Later they toured a new, semipermanent “sprung” building used as a medical annex to house low-threat, aging inmates.

In his State of the State message Monday, Gov. Butch Otter proposed building another sprung building.

He said they are one way to meet the need for inexpensive prison space.

The building, finished in September, cost about $1.47 million, about $3 million less than a traditional building.

Made by stretching a cloth membrane over a metal frame, it resembles a salmon-and-white circus tent and offers dorm-style bunks in the center and showers and bathrooms.

But it only can be used for low-security prisoners.

“If you have a sharpened pencil, you could probably push right through it,” said Keith Yordy, a deputy warden.

The state also owns a nearby, privately operated prison that can house roughly 1,500. Mentally ill and more dangerous prisoners are kept in the state-run facility, said Pam Sonnen, chief of prisons.

“We don’t send the really bad guys over to the private prison,” she said. “Not that there are really bad guys here.”

Because the prison won’t release inmates until they have completed programs designed to help them succeed outside the wire, some prisoners must wait 18 months or more beyond their expected time of release on parole, she said.

Only about two-thirds of inmates can enter programs under current funding levels.

“They’re having to stay longer in prison to get the programming that they need,” Sonnen said.

Lawmakers ended the tour at the South Idaho Correctional Institution’s Parole Release Center, which provides a nine- to 12-month program designed to treat high-risk substance abuse offenders.

“We have a little cramped quarters here,” said Warden Gary Barrier as legislators crammed into the foyer of the 100-bed, dormitory-style facility.

Opened in 2001, the center is one of three “therapeutic communities” within the Idaho prison system.
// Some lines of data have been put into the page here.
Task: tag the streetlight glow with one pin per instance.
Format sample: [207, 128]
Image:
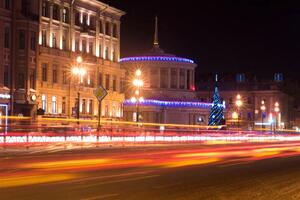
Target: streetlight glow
[138, 72]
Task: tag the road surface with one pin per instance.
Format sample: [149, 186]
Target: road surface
[182, 172]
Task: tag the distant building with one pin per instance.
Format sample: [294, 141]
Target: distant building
[40, 41]
[263, 98]
[168, 90]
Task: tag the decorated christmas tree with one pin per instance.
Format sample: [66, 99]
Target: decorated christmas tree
[216, 115]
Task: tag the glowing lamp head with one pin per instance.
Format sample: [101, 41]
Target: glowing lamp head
[82, 71]
[138, 72]
[234, 115]
[75, 70]
[138, 83]
[238, 103]
[133, 99]
[141, 99]
[79, 59]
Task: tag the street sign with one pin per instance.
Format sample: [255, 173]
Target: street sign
[100, 93]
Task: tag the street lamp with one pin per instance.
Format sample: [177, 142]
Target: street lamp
[263, 109]
[276, 109]
[79, 72]
[138, 83]
[238, 104]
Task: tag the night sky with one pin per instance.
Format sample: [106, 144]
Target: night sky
[220, 36]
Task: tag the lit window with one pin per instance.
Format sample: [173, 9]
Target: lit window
[54, 105]
[44, 102]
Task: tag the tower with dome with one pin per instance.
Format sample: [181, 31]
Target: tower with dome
[168, 91]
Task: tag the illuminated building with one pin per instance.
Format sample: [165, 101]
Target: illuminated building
[168, 88]
[244, 95]
[45, 39]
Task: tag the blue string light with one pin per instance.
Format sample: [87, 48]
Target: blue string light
[156, 58]
[152, 102]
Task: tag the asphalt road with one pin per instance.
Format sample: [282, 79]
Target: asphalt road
[183, 172]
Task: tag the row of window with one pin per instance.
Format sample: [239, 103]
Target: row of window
[86, 47]
[87, 80]
[81, 19]
[22, 39]
[86, 106]
[184, 78]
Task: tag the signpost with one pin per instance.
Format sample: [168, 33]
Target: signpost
[100, 94]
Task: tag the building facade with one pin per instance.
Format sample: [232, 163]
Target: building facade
[46, 39]
[168, 91]
[251, 102]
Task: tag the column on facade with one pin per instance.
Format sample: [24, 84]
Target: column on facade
[170, 77]
[49, 32]
[185, 79]
[178, 78]
[61, 27]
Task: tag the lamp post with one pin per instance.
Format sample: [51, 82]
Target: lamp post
[238, 104]
[138, 83]
[263, 109]
[79, 72]
[276, 109]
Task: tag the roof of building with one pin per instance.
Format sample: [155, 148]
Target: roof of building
[156, 53]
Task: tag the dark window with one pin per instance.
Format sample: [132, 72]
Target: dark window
[21, 39]
[240, 78]
[56, 12]
[44, 72]
[122, 89]
[91, 47]
[84, 46]
[107, 81]
[54, 41]
[32, 79]
[77, 18]
[7, 4]
[20, 80]
[164, 78]
[83, 108]
[66, 15]
[115, 31]
[76, 45]
[107, 28]
[44, 38]
[278, 77]
[25, 9]
[101, 26]
[84, 19]
[106, 53]
[33, 41]
[92, 23]
[114, 83]
[6, 76]
[173, 78]
[91, 107]
[65, 79]
[64, 43]
[63, 106]
[7, 37]
[54, 74]
[100, 50]
[100, 78]
[181, 79]
[45, 8]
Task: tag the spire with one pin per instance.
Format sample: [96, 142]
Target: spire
[156, 33]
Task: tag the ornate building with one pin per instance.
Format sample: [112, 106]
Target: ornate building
[168, 89]
[42, 41]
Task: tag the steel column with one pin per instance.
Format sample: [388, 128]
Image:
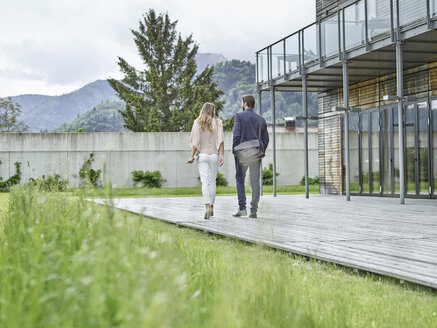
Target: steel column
[260, 114]
[305, 122]
[272, 97]
[400, 87]
[346, 125]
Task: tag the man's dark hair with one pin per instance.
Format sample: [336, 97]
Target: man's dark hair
[249, 100]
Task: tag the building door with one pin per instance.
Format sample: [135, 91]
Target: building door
[433, 147]
[370, 166]
[417, 150]
[389, 150]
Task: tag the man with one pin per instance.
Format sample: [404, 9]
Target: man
[246, 127]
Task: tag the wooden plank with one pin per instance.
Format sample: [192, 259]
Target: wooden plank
[372, 234]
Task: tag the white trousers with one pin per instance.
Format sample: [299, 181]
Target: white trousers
[208, 167]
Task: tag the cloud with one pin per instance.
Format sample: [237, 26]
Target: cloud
[60, 43]
[57, 61]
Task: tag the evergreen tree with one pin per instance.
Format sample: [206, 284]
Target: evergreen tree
[9, 112]
[166, 95]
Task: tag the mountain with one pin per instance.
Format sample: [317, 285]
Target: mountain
[42, 113]
[237, 78]
[46, 113]
[208, 59]
[102, 118]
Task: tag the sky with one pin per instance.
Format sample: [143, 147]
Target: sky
[54, 47]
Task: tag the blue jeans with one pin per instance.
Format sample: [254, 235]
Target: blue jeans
[240, 175]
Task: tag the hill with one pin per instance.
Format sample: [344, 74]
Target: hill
[102, 118]
[45, 113]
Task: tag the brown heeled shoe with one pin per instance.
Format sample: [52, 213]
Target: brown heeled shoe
[207, 211]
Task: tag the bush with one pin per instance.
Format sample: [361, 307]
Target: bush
[51, 183]
[311, 181]
[13, 180]
[87, 174]
[268, 175]
[148, 179]
[221, 180]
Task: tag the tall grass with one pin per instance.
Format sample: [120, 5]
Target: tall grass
[197, 191]
[65, 262]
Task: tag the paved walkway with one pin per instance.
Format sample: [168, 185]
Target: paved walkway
[369, 233]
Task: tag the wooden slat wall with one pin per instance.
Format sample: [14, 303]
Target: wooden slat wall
[420, 82]
[330, 161]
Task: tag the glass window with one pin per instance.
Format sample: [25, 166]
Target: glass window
[263, 66]
[374, 124]
[292, 52]
[433, 7]
[354, 25]
[423, 147]
[365, 186]
[378, 15]
[277, 59]
[354, 153]
[434, 142]
[310, 44]
[410, 148]
[411, 11]
[395, 152]
[329, 29]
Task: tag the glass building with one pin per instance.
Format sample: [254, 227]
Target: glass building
[373, 64]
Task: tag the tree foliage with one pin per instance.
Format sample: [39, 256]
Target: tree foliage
[167, 94]
[9, 112]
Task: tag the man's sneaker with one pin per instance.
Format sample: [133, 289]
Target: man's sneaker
[240, 213]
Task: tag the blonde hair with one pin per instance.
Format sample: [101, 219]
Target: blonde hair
[206, 116]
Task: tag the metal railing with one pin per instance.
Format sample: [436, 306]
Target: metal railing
[355, 24]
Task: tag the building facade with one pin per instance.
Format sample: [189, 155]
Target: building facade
[373, 64]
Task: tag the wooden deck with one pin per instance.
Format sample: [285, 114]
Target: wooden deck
[369, 233]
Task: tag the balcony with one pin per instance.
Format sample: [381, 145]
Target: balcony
[363, 33]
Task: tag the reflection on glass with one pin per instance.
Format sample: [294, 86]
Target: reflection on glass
[386, 154]
[433, 7]
[354, 25]
[353, 153]
[330, 36]
[374, 124]
[422, 115]
[292, 52]
[434, 143]
[410, 11]
[277, 59]
[365, 152]
[410, 148]
[378, 14]
[263, 66]
[310, 44]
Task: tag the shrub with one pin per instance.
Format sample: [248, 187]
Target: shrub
[268, 175]
[51, 183]
[148, 179]
[311, 181]
[13, 180]
[87, 174]
[221, 180]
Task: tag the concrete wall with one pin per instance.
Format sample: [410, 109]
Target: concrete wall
[64, 154]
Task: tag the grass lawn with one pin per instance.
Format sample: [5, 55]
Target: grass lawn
[65, 262]
[197, 191]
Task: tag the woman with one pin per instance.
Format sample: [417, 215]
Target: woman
[207, 141]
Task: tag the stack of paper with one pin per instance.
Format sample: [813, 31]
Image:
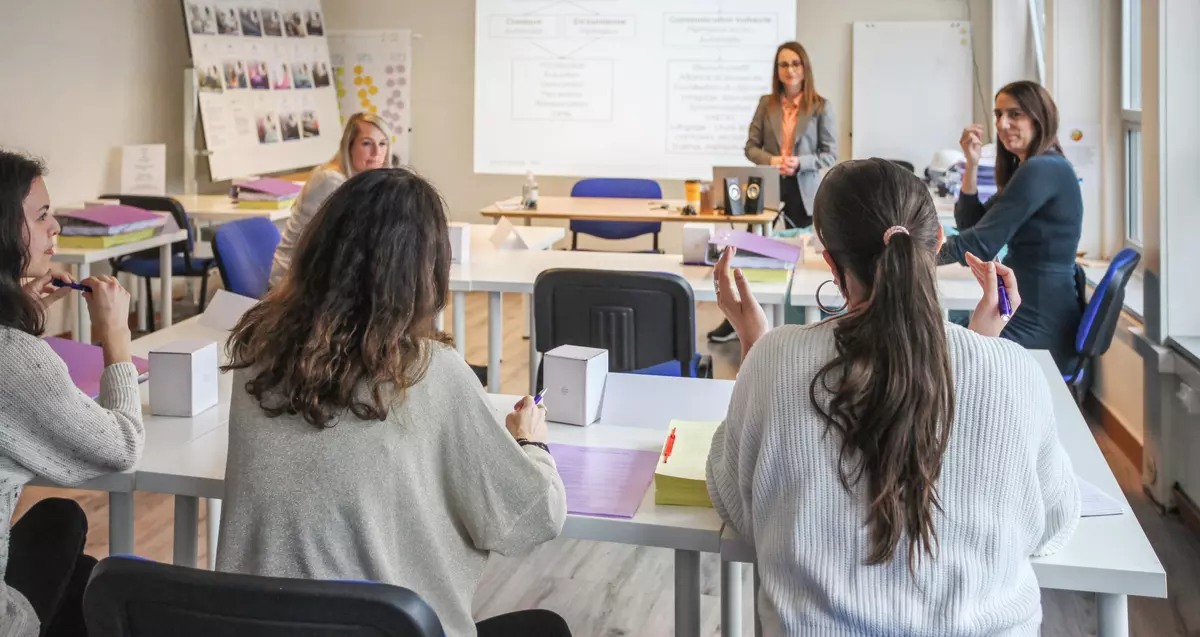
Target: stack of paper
[107, 226]
[679, 478]
[85, 364]
[268, 193]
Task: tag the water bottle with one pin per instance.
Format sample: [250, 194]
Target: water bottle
[529, 192]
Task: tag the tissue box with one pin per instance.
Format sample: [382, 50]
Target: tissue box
[574, 379]
[184, 378]
[695, 241]
[460, 242]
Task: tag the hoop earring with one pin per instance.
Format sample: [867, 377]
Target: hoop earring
[829, 310]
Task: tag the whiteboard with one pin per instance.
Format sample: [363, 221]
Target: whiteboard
[265, 84]
[658, 89]
[373, 72]
[911, 89]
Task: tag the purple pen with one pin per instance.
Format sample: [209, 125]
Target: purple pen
[1006, 311]
[58, 283]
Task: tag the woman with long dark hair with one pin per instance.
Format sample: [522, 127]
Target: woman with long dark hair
[52, 428]
[895, 473]
[1038, 212]
[793, 130]
[361, 446]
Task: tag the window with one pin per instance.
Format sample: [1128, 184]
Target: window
[1131, 115]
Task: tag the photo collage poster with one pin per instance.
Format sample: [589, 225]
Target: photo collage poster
[373, 73]
[265, 82]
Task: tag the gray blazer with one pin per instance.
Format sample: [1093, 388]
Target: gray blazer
[815, 144]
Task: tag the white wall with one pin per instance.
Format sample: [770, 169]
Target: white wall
[443, 84]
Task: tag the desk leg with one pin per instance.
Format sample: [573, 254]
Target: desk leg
[120, 523]
[757, 620]
[165, 282]
[83, 319]
[687, 593]
[187, 520]
[495, 340]
[731, 599]
[460, 323]
[534, 356]
[213, 526]
[1113, 614]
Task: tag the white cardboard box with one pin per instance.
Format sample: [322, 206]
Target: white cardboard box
[460, 242]
[184, 378]
[574, 378]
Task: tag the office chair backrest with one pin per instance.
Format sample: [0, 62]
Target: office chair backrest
[1099, 322]
[641, 318]
[133, 598]
[161, 204]
[244, 251]
[618, 188]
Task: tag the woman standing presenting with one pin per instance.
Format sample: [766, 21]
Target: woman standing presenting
[1038, 212]
[796, 113]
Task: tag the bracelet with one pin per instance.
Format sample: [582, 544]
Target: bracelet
[543, 446]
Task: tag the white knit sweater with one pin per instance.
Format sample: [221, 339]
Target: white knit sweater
[1007, 490]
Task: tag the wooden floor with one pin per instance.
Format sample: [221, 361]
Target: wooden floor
[612, 590]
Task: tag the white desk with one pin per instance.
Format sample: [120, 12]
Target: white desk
[1108, 556]
[186, 458]
[217, 209]
[83, 258]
During treatment, inmates learn to communicate and deal with life’s difficulties without turning to drugs and alcohol.

Legislators sat in on one of the program’s prisoner-led daily meetings, at which inmates offer each other positive encouragement and share their struggles.

Dressed in matching blue jeans and green shirts emblazoned with “TEAM,” the members greeted new speakers in unison and clapped loudly after each presentation.

Afterward, a legislator asked the group how many were jailed for meth addiction. Most raised their hands.

When asked how many became addicted in high school, a forest of green arms shot up.

“This program helps us see what we were like. It gives us hope for what we can be like,” said program graduate Donald May, 45. “It helps us make that turn.”

Men like those in the program are 21 percent more likely to re-offend if they are not in the program, Sonnen said.

But the system is “not even meeting 50 percent of the need” for treatment programs, Perrien said.